Un nouveau rapport révèle que près de 40% des cas de cancer pourraient être évités. Réalisé par l’OMS et l’IARC, l’étude souligne l’impact des facteurs de risque modifiables comme le tabagisme, l’alcool et le mode de vie. La prévention pourrait réduire considérablement le fardeau mondial du cancer.

Malgré les avancées en recherche, le cancer demeure la deuxième cause de mortalité dans le monde, après les maladies cardiovasculaires. Environ quatre cas sur dix pourraient être évités, étant liés à des facteurs de risque modifiables. Cela ressort d’un rapport important de l’Organisation mondiale de la santé (OMS) et de l’Agenzia internazionale per la ricerca sul cancro (IARC), qui a examiné l’incidence du cancer en 2022 à l’échelle mondiale.
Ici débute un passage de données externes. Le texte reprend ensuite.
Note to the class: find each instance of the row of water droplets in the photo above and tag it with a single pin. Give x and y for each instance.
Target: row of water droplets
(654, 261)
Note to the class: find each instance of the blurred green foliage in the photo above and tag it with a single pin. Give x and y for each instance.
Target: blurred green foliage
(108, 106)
Cette analyse, publiée dans la revue Nature Medicine, a mis en évidence 30 causes évitables, comme le tabagisme, un indice de masse corporelle élevé (surcharge pondérale et obésité), un mode de vie sédentaire, la consommation d’alcool, les radiations ultraviolettes, la pollution de l’air et certaines infections augmentant le risque de cancer.
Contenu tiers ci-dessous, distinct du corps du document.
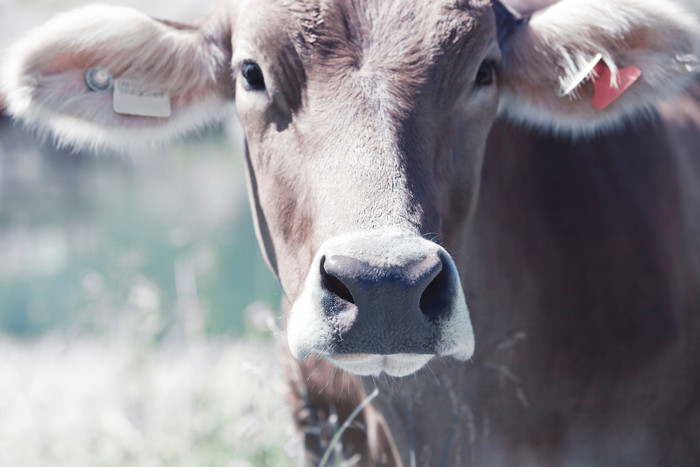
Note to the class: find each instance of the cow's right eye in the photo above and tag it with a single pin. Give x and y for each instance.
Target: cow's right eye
(253, 76)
Les cancers les plus fréquents
En 2022, 7,1 millions de cas ont été enregistrés à l’échelle mondiale, et environ 37%, soit plus d’un tiers, étaient associés à des facteurs de risque évitables. Cela indique qu’en éliminant ces causes, ces cancers auraient pu être prévenus.
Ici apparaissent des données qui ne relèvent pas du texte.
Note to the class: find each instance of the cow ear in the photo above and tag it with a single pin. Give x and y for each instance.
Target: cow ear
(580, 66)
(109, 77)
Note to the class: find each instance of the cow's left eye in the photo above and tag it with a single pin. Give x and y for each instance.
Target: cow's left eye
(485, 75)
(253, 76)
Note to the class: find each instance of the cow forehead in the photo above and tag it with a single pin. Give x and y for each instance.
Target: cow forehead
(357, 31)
Il s’agit de plus de 2,6 millions de cas évitables. En considérant 36 types différents de néoplasies dans 185 pays, les chercheurs ont aussi observé que les cancers les plus courants parmi ceux évitables sont le cancer du poumon, le cancer de l’estomac et le cancer du col de l’utérus, représentant ensemble près de la moitié de tous les cas de cancer évitables, tant chez les hommes que chez les femmes à l’échelle mondiale.
Les causes évitables les plus déterminantes
Ces trois néoplasies sont significativement liées à divers facteurs de risque modifiables. Certains peuvent être éliminés par des changements de style de vie et l’abandon d’habitudes nuisibles. D’autres résultent d’infections cancérigènes non traitées ou ignorées. Examinons cela plus en détail.
Le cancer du poumon est principalement associé au tabagisme et à la pollution de l’air, tandis que pour le cancer de l’estomac, l’infection par Helicobacter pylori semble jouer un rôle clé. Le cancer du col de l’utérus est quant à lui étroitement lié au papillomavirus humain (HPV).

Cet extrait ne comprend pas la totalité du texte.